In [1]:
from google.colab import drive
drive.mount('/content/drive')

Mounted at /content/drive


In [2]:
import os
import cv2
import numpy as np
from tqdm import tqdm

**LOADING DATASET**

In [3]:
DATASET_PATH = '/content/drive/My Drive/Dataset'

In [4]:
class_folders = os.listdir(DATASET_PATH)
print(f"Found folders: {class_folders}")

for folder in class_folders:
  folder_path = os.path.join(DATASET_PATH, folder)

  if os.path.isdir(folder_path):
    count = len(os.listdir(folder_path))
    print(f"{folder}: {count} images")

Found folders: ['INDIA50OLD', 'INDIA200', 'INDIA2000', 'INDIA500', 'INDIA50NEW', 'INDIA10OLD', 'INDIA10NEW', 'INDIA100NEW', 'INDIA20', 'INDIA100OLD']
INDIA50OLD: 200 images
INDIA200: 200 images
INDIA2000: 200 images
INDIA500: 200 images
INDIA50NEW: 200 images
INDIA10OLD: 200 images
INDIA10NEW: 200 images
INDIA100NEW: 200 images
INDIA20: 200 images
INDIA100OLD: 200 images


**PREPROCESSING**

In [5]:
original_image_paths = []
original_labels = []

for folder in class_folders:
    folder_path = os.path.join(DATASET_PATH, folder)
    if not os.path.isdir(folder_path):
        continue

    label = folder
    folder_images = os.listdir(folder_path)

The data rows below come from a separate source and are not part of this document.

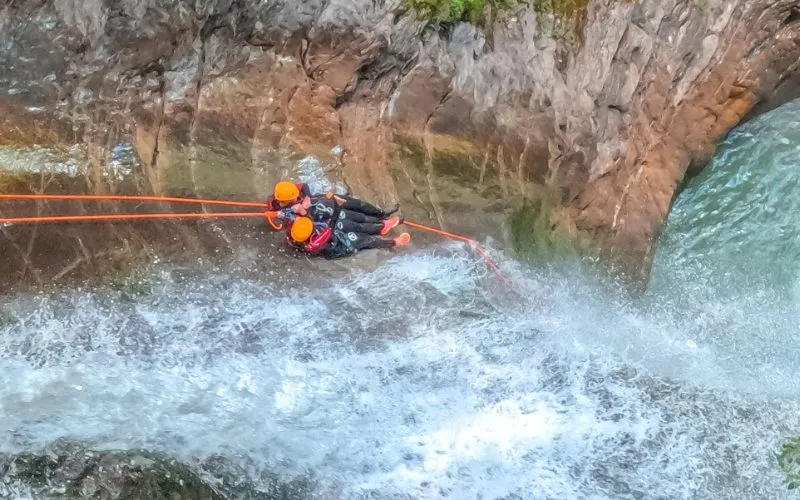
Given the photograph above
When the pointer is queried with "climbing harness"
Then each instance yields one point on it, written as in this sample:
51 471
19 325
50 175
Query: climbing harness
268 214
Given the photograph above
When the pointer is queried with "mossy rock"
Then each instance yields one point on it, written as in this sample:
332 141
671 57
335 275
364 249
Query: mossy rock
789 461
70 470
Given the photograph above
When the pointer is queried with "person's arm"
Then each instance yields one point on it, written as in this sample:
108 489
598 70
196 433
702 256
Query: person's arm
318 241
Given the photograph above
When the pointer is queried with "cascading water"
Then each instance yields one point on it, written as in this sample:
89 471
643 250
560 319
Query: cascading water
423 379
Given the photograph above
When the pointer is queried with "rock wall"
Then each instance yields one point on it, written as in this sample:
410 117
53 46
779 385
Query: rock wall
606 127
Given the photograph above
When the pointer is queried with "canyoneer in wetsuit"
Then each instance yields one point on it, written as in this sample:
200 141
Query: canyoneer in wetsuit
296 198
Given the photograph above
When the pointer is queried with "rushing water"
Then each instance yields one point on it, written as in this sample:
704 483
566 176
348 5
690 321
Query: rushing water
423 378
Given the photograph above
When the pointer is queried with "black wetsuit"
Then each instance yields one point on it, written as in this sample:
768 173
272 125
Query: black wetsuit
350 234
362 207
345 244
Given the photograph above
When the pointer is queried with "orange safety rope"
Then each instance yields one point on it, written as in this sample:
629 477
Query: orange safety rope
65 197
268 215
102 217
474 244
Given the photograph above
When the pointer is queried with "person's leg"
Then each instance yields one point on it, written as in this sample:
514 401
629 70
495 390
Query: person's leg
366 242
349 226
362 206
358 217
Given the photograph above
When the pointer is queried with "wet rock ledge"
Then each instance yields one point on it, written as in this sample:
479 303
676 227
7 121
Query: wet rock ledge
603 124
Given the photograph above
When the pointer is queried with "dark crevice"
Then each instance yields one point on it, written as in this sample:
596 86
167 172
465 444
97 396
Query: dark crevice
794 16
162 93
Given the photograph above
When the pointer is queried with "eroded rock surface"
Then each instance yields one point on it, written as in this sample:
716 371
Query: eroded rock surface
608 126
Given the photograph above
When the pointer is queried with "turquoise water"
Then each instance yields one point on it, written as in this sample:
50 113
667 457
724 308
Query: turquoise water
737 225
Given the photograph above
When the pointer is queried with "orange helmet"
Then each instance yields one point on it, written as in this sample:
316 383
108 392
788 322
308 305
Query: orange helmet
302 228
286 191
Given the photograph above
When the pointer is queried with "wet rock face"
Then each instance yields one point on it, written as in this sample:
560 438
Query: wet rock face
70 470
608 126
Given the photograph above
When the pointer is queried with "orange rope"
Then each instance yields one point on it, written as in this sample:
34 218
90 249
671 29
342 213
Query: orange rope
61 197
474 244
268 215
101 217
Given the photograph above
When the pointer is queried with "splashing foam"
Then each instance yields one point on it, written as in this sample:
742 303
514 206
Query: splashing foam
410 379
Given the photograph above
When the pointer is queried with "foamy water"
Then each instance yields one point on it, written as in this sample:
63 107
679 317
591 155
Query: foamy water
413 379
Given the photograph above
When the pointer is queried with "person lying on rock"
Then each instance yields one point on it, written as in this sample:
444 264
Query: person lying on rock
298 198
326 239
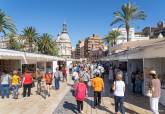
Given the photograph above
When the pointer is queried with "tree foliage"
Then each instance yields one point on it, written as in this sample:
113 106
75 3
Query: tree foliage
6 23
127 15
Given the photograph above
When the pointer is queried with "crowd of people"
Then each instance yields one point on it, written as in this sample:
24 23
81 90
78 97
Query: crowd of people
12 82
83 76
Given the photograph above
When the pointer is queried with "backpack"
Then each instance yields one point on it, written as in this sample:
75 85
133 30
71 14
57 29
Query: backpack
48 78
80 91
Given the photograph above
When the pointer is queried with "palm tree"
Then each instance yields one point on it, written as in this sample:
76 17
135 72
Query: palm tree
31 36
110 39
13 44
46 45
6 23
128 13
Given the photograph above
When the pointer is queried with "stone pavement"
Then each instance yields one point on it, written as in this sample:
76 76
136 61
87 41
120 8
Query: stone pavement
34 104
134 104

    for filename in folder_images:
        img_path = os.path.join(folder_path, filename)
        original_image_paths.append(img_path)
        original_labels.append(label)

print(f"Total original images: {len(original_image_paths)}")

Total original images: 2000


**FEATURE EXTRACTION**

In [6]:
from sklearn.model_selection import train_test_split

X_paths_train_orig, X_paths_test_orig, y_train, y_test = train_test_split(
    original_image_paths,
    original_labels,
    test_size=0.2,
    random_state=42,
    stratify=original_labels)

X_paths_train_final = [(path, 'original') for path in X_paths_train_orig]
X_paths_test_final = [(path, 'original') for path in X_paths_test_orig]

In [9]:
from sklearn.decomposition import PCA
from sklearn.cluster import MiniBatchKMeans

sift = cv2.SIFT_create()
orb = cv2.ORB_create(nfeatures=200)

VOCAB_SIZE_SIFT = 25000
VOCAB_SIZE_ORB = 25000
IMG_SIZE = 150

In [10]:
def improved_preprocess_image(image_path, img_size=150):
    image = cv2.imread(image_path, cv2.IMREAD_GRAYSCALE)

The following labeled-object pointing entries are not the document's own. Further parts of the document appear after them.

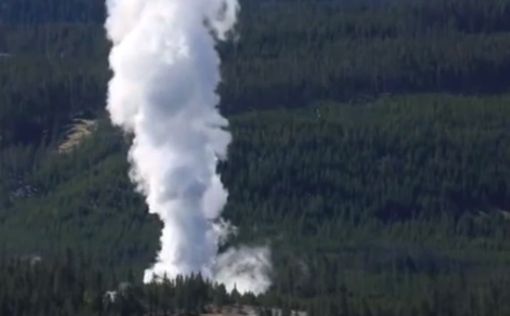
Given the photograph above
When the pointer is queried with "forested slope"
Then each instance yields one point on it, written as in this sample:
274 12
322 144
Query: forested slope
371 152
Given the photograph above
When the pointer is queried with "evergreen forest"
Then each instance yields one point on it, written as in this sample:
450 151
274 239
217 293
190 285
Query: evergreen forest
371 153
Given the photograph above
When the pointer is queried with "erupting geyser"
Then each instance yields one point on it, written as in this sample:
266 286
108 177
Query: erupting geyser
166 71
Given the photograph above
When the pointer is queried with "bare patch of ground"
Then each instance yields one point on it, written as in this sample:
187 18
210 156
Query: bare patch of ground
77 133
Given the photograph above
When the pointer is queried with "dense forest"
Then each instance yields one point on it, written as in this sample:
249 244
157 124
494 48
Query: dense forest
371 152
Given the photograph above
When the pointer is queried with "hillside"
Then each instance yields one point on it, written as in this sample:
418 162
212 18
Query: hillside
371 152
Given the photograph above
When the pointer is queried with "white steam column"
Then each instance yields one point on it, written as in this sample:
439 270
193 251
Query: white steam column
163 92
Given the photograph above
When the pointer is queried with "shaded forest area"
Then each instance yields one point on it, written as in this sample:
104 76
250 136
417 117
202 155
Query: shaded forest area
371 151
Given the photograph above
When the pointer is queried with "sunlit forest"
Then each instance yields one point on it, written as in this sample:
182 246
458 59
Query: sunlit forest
371 152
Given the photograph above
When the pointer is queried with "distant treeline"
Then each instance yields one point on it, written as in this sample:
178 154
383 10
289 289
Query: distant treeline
288 54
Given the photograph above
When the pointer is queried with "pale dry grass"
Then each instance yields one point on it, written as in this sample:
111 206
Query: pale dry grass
77 133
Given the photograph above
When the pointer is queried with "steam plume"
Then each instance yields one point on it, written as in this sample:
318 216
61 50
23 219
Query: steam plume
166 71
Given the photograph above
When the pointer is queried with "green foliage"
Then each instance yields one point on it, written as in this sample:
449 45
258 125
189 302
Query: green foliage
370 152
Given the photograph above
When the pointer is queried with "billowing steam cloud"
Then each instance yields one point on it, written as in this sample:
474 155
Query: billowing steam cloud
166 71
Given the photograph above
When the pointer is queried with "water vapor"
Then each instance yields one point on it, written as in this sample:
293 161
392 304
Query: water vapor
163 92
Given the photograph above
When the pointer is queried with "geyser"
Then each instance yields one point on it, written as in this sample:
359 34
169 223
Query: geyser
163 91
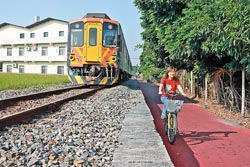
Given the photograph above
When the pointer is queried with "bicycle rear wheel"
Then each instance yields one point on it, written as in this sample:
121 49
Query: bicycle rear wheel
172 128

    resized = cv2.resize(image, (img_size, img_size))
    clahe = cv2.createCLAHE(clipLimit=3.0, tileGridSize=(8,8))
    return clahe.apply(resized)

In [11]:
def extract_descriptors(image_paths, sift_detector, orb_detector, max_desc=100):

    sift_descriptors = []
    orb_descriptors = []

    for img_path, aug_type in tqdm(image_paths, desc='Extract descriptors'):
        try:
            image = improved_preprocess_image(img_path[0], IMG_SIZE) if isinstance(img_path, tuple) else improved_preprocess_image(img_path, IMG_SIZE)
            if image is None:
                continue

            # SIFT descriptors
            kp_sift, des_sift = sift_detector.detectAndCompute(image, None)
            if des_sift is not None and len(des_sift) > max_desc:
                des_sift = des_sift[:max_desc]
            if des_sift is not None:
                sift_descriptors.extend(des_sift)

            # ORB descriptors
            kp_orb, des_orb = orb_detector.detectAndCompute(image, None)
            if des_orb is not None and len(des_orb) > max_desc:
                des_orb = des_orb[:max_desc]
            if des_orb is not None:
                orb_descriptors.extend(des_orb)

        except Exception as e:
            print(f"Error extracting from {img_path}: {e}")

    return np.array(sift_descriptors, dtype=np.float32), np.array(orb_descriptors, dtype=np.uint8)

In [12]:
sift_desc, orb_desc = extract_descriptors(X_paths_train_final, sift, orb)

print(f"SIFT descriptors shape: {sift_desc.shape}")
print(f"ORB descriptors shape: {orb_desc.shape}")

sift_kmeans = MiniBatchKMeans(n_clusters=VOCAB_SIZE_SIFT, random_state=42, batch_size=2048)
sift_kmeans.fit(sift_desc)

orb_kmeans = MiniBatchKMeans(n_clusters=VOCAB_SIZE_ORB, random_state=42, batch_size=2048)
orb_kmeans.fit(orb_desc)

Extract descriptors: 100%|██████████| 1600/1600 [09:25<00:00,  2.83it/s]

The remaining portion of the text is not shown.